Nov. 17, 2010 – Ethical dilemmas affect every lawyer’s practice. Issues relating to client files, prospective clients, conflicts, trust accounts, confidentiality, tribunals, communication with opposing parties, reporting professional misconduct and advertising arise frequently. This is the second in a series of questions and answers that appears each month in InsideTrack. The answers, offered by State Bar’s ethics counsel org tpierce wisbar Timothy Pierce, are intended to provide brief guidance only and are not legal authority. Each situation will depend on the facts and circumstances involved.

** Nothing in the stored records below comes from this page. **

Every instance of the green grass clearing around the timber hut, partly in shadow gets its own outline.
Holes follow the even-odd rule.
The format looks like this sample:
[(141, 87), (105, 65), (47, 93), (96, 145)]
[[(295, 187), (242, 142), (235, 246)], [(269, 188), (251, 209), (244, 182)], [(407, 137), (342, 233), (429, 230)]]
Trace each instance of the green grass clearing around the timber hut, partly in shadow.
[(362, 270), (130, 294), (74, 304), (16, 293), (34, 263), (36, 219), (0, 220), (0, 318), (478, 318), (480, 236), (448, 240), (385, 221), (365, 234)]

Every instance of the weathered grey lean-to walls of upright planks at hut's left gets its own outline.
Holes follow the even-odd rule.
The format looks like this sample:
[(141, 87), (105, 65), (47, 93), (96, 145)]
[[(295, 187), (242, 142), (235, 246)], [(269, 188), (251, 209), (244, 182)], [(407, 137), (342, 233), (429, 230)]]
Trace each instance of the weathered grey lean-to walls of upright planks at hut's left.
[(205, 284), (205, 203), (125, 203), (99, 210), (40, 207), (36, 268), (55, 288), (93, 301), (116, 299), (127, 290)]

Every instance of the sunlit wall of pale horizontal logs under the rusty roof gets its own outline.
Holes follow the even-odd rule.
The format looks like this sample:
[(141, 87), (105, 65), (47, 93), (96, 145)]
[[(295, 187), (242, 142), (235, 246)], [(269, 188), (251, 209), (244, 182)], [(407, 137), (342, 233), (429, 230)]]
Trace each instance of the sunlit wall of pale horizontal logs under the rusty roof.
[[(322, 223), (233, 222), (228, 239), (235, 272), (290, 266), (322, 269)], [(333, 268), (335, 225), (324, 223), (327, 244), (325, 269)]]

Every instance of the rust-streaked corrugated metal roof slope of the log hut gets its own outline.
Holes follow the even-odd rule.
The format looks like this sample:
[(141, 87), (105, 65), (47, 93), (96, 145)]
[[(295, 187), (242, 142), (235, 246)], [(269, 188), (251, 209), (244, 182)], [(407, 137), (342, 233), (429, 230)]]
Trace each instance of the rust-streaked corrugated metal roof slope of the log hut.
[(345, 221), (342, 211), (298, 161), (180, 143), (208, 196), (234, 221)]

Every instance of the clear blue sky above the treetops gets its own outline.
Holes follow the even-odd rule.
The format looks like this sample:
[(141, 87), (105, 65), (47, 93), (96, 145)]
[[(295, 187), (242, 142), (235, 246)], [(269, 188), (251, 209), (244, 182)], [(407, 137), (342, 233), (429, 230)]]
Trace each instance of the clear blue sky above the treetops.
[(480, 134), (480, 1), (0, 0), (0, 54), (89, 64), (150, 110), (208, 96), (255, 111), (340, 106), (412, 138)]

I met with a woman who was considering a divorce. I spoke with her for about an hour, discussing what would be involved in a divorce, what she might be able to expect in her situation, and what she hoped to achieve. She stated she was unsure if she wanted to proceed, but would let me know. I heard nothing from her for quite some time and more or less forgot about her. Then, 14 months later, a man called about possible divorce representation, stating that he had just been served by his wife’s lawyer. I ran a conflicts check and discovered that the wife was the woman I spoke to 14 months earlier, but who has never retained me. Can I represent this man?
The lawyer has a conflict and may only represent the husband with signed conflict waivers from both the wife and the husband. Lawyers owe duties of confidentiality and, to a certain extent, loyalty to prospective clients and hence may have conflicts with respect to prospective clients. When a lawyer has received information from a prospective client that could be significantly harmful to that prospective client, and here the lawyer clearly has received such information because the lawyer discussed the prospective client’s desired goals, that lawyer may not represent a client adverse to the prospective client in the same or substantially related matter. Note that the lawyer must keep information relating to the consultation with the prospective client confidential unless the lawyer has the informed consent of the prospective client to reveal that information.
References: SCR 20:1.18; State Bar of Wisconsin Formal Opinion E-89-5, ABA Formal Ethics Opinion 90-358; Restatement of the Law Governing Lawyers, §15.